Personal information
- Born: April 12, 1952 (age 74) Tulsa, Oklahoma, U.S.
- Listed height: 6 ft 4 in (1.93 m)
- Listed weight: 230 lb (104 kg)

Career information
- High school: Booker T. Washington (OK)
- College: Oklahoma State
- NFL draft: 1974: 1st round, 18th overall pick

Career history
- Buffalo Bills (1974–1980);

Career NFL statistics
- Receptions: 127
- Receiving yards: 1,850
- Touchdowns: 15
- Stats at Pro Football Reference

= Reuben Gant =

American football player (born 1952)

Reuben Charles Gant (born April 12, 1952) is an American former professional football player who was a tight end in the National Football League (NFL) for the Buffalo Bills. He played college football at Oklahoma State University. He is regarded as a draft "bust" as he never lived up to the billing after Buffalo used a first-round pick on him in the 1974 NFL Draft. His best season came in 1977 when he recorded 41 catches for 646 yards and a pair of touchdowns. He became the team's full-time starter at tight end the following season.

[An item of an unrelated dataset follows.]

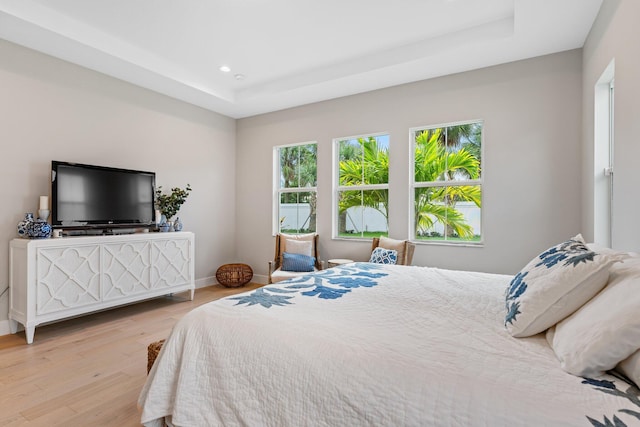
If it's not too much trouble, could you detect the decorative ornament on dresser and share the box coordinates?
[156,184,191,231]
[38,196,51,221]
[18,212,34,239]
[27,219,52,239]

Following his playing career, he returned to his hometown of Tulsa, Oklahoma and spent a decade at the Greenwood Chamber of Commerce. He now serves as the executive director for the John Hope Franklin Center for Reconciliation.

Gant's career and life were profiled in a feature titled "Reuben Gant NFL and Community Champion" on KJRH's Positively Oklahoma during Black HIstory Month in 2025.

In 2026, he was inducted into the Tulsa Hall of Fame.